Comment by mandmandam
2 days ago
> Everyone is focused on how the rich are getting richer. This is inevitable in liberal societies. The goal should instead be to stop the poor getting poorer
These things are fundamentally connected. When the wealthy have too much power, they squeeze the middle and the poor too hard.
Unlike much else in life, the pool of money is a zero-sum game (though this is addressed in the paper, notably). When 3 Americans hold more wealth than 50% of the rest of us, that's a real problem. This historic and rising inequality leads nowhere good, and we are in existential crises which require that this be properly addressed.
Focusing on 'wealth inequality' usually leads to policies that hurt the economy, and make us all poorer, and actually increase the inequality. It hurts poor people more than the rich when we make bad economic decisions, and this paper proposes just such a decision. What can we do that won't backfire? We need a strong economy to help poor people.
When you say "the economy", do you mean "rich people's yachts"? ...
"Trying to address inequality makes us all poorer" - wow.
If you really believe that's true, at least say why, or bring a source (other than Ayn Rand please lol). What's the mistake you believe people are making? Because just declaring something like that is like saying, we can't address unsafe driving because it will make people drive worse. It's clinically absurd.

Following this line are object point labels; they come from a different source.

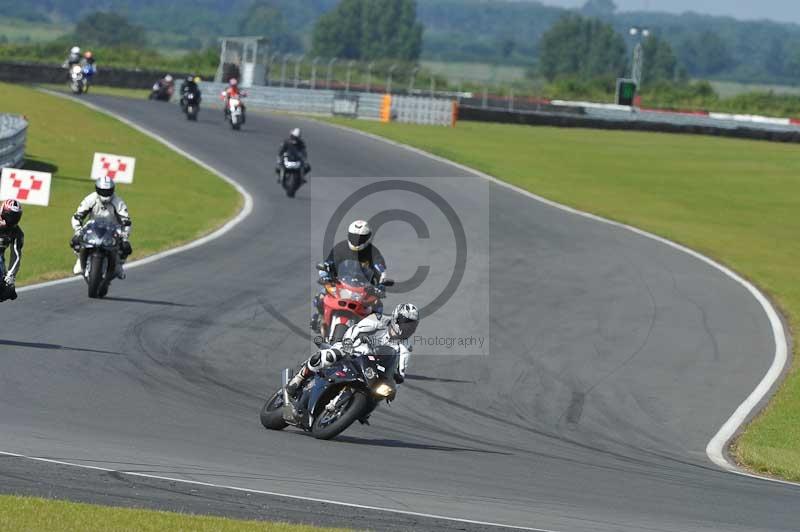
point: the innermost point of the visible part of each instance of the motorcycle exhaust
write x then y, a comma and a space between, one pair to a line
289, 413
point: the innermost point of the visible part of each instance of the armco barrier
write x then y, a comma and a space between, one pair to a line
13, 133
649, 121
319, 101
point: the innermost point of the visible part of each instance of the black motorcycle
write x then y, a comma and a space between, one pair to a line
337, 396
291, 170
98, 248
190, 103
6, 291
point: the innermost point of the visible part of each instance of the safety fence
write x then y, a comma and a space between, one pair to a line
367, 105
13, 133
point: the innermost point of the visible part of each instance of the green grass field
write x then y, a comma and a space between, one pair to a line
63, 137
44, 515
737, 201
101, 89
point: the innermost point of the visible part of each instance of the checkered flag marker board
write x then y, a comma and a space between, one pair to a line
25, 186
117, 167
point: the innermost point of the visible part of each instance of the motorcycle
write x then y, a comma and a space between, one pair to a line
191, 105
292, 172
235, 112
348, 299
6, 291
161, 91
78, 83
337, 396
98, 249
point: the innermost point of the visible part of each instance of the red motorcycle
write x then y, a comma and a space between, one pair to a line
348, 299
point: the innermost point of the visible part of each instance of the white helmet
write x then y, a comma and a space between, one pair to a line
359, 235
104, 188
405, 319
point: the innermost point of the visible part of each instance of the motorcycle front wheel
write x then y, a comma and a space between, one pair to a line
272, 412
330, 423
96, 270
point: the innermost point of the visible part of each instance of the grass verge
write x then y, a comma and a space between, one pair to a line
31, 513
734, 200
101, 89
172, 199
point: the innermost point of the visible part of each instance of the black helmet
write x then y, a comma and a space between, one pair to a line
104, 188
11, 212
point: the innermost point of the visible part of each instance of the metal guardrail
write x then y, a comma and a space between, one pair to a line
318, 101
13, 134
678, 119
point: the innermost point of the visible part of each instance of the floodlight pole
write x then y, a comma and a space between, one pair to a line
314, 72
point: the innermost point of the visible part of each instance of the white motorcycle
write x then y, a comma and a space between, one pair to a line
236, 112
77, 79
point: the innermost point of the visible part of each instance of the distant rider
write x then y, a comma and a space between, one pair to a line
74, 57
295, 141
233, 91
103, 203
163, 88
358, 247
88, 63
189, 86
369, 333
11, 237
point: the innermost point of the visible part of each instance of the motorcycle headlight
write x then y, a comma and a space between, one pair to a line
384, 390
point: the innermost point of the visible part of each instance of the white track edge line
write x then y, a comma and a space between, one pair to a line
715, 450
245, 211
274, 494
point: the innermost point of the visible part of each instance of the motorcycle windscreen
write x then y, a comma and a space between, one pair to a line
351, 272
384, 359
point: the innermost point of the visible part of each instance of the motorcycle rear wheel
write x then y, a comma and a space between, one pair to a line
272, 412
329, 425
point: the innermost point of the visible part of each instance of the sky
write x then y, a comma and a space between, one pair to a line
778, 10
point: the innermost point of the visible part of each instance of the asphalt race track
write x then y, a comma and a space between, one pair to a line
614, 360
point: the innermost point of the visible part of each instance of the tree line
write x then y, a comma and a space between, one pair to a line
499, 31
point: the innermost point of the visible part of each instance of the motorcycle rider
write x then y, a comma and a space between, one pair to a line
369, 333
233, 91
295, 141
12, 237
163, 87
74, 57
88, 62
101, 203
358, 247
189, 86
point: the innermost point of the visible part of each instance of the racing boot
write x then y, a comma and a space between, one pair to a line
296, 383
315, 323
120, 271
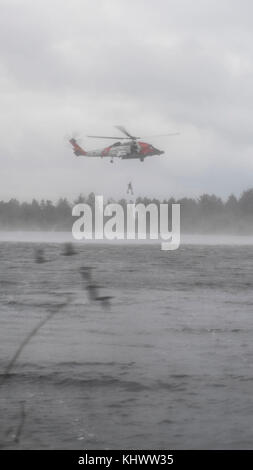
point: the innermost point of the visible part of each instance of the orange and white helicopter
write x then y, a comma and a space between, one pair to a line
126, 148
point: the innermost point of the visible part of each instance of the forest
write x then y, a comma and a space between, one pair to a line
205, 214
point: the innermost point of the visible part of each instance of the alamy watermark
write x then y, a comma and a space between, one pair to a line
114, 222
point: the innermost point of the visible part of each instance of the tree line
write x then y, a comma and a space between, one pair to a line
205, 214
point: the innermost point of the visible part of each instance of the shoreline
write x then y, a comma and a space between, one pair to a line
66, 237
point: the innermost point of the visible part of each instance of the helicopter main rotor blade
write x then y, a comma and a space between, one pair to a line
162, 135
106, 137
124, 131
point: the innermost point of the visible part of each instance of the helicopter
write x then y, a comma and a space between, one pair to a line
127, 147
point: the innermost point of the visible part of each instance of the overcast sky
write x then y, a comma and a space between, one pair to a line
154, 66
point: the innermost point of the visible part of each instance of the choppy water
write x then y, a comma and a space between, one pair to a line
169, 366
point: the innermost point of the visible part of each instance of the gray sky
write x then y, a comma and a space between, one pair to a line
153, 66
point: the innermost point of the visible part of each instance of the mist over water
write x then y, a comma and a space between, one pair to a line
169, 365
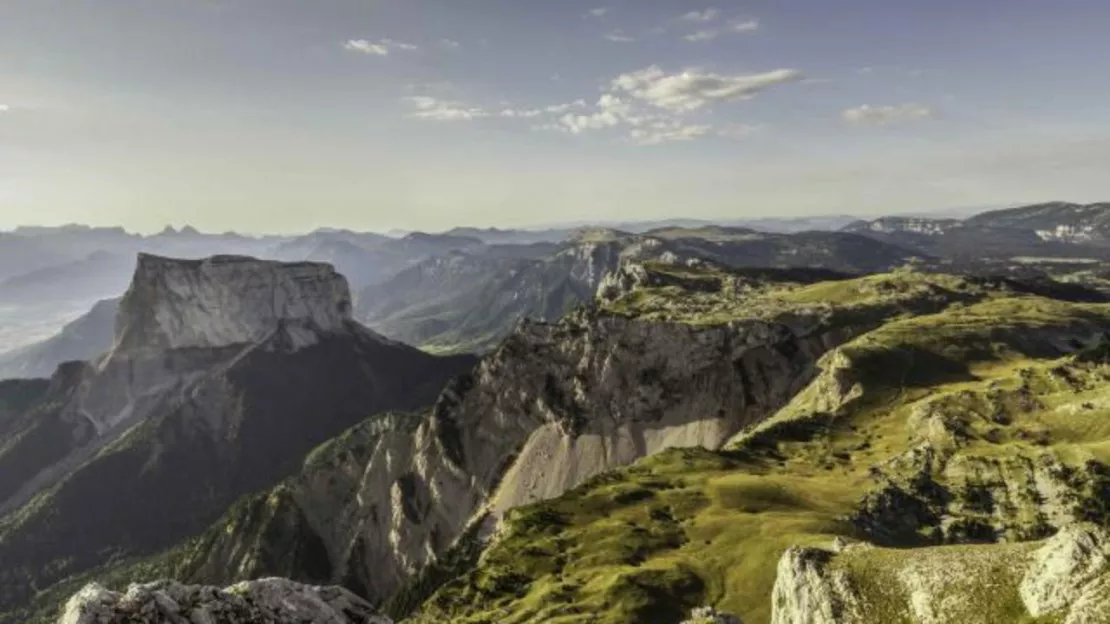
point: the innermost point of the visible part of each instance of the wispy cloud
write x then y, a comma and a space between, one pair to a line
667, 131
619, 37
745, 26
434, 109
694, 89
381, 48
366, 47
867, 114
649, 107
710, 33
703, 36
553, 109
706, 16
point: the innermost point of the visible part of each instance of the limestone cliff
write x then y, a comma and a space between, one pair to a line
554, 405
223, 373
255, 602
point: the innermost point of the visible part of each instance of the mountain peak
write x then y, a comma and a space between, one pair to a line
228, 300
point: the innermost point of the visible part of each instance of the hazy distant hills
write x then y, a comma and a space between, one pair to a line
1059, 230
81, 340
464, 289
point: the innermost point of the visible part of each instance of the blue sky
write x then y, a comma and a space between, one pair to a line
283, 116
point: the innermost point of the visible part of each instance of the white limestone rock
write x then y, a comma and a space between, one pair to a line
1070, 572
710, 615
226, 300
268, 601
807, 592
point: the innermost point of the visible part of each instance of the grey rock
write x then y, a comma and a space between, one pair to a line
268, 601
807, 591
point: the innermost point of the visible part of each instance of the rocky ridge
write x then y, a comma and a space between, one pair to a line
222, 374
941, 445
255, 602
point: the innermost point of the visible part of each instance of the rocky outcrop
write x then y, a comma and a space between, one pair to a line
81, 340
228, 300
807, 591
255, 602
710, 615
223, 374
553, 406
1070, 574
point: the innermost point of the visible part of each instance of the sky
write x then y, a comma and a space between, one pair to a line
284, 116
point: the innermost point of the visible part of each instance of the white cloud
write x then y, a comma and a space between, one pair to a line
883, 116
736, 131
703, 36
443, 110
381, 48
667, 131
694, 89
710, 33
747, 26
366, 47
706, 16
400, 44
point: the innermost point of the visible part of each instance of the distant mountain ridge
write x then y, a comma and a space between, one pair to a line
222, 373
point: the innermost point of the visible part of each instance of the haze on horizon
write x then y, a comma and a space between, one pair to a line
283, 116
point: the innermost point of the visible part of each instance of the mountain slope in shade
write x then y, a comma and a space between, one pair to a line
1055, 221
554, 406
471, 301
222, 374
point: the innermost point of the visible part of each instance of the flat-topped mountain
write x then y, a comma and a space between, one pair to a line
1053, 221
228, 300
223, 373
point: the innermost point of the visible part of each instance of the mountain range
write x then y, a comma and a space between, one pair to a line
700, 423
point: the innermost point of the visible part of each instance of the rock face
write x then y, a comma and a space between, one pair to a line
807, 592
255, 602
228, 300
1069, 574
555, 405
81, 340
223, 374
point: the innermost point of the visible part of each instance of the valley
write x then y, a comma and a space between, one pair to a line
814, 428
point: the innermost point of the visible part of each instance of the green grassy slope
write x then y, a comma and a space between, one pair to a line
980, 380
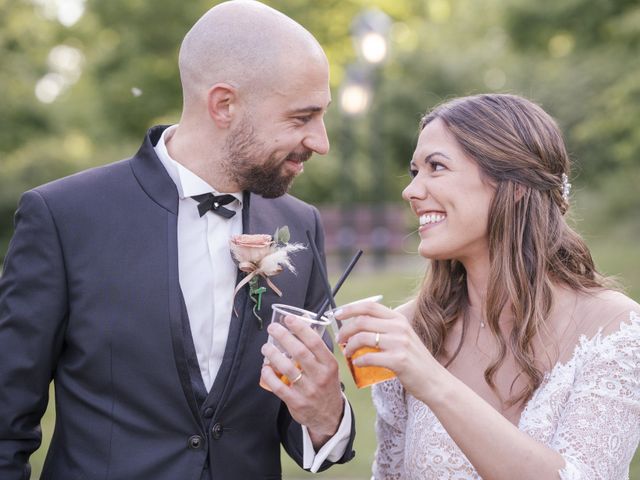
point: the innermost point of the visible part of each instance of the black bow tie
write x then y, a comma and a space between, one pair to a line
209, 201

Here's what I think - economists don't talk about inequality because of the three reasons discussed here [0]. It's not in their models, and it's not in their class interest.
> What can we do that won't backfire?
Tax the wealthy. No it's not easy. Yes it can be done. Yes it has worked in the past.
0 - https://www.youtube.com/watch?v=CivlU8hJVwc&embeds_referring...
> Focusing on 'wealth inequality' usually leads to policies that hurt the economy
When was the last time focusing on 'wealth inequality' was done in earnest? Not any time recently, given the complete lack of anti-trust regulation and the gutting of most unions and pensions.
Can you describe some of these policies with historical sources, please?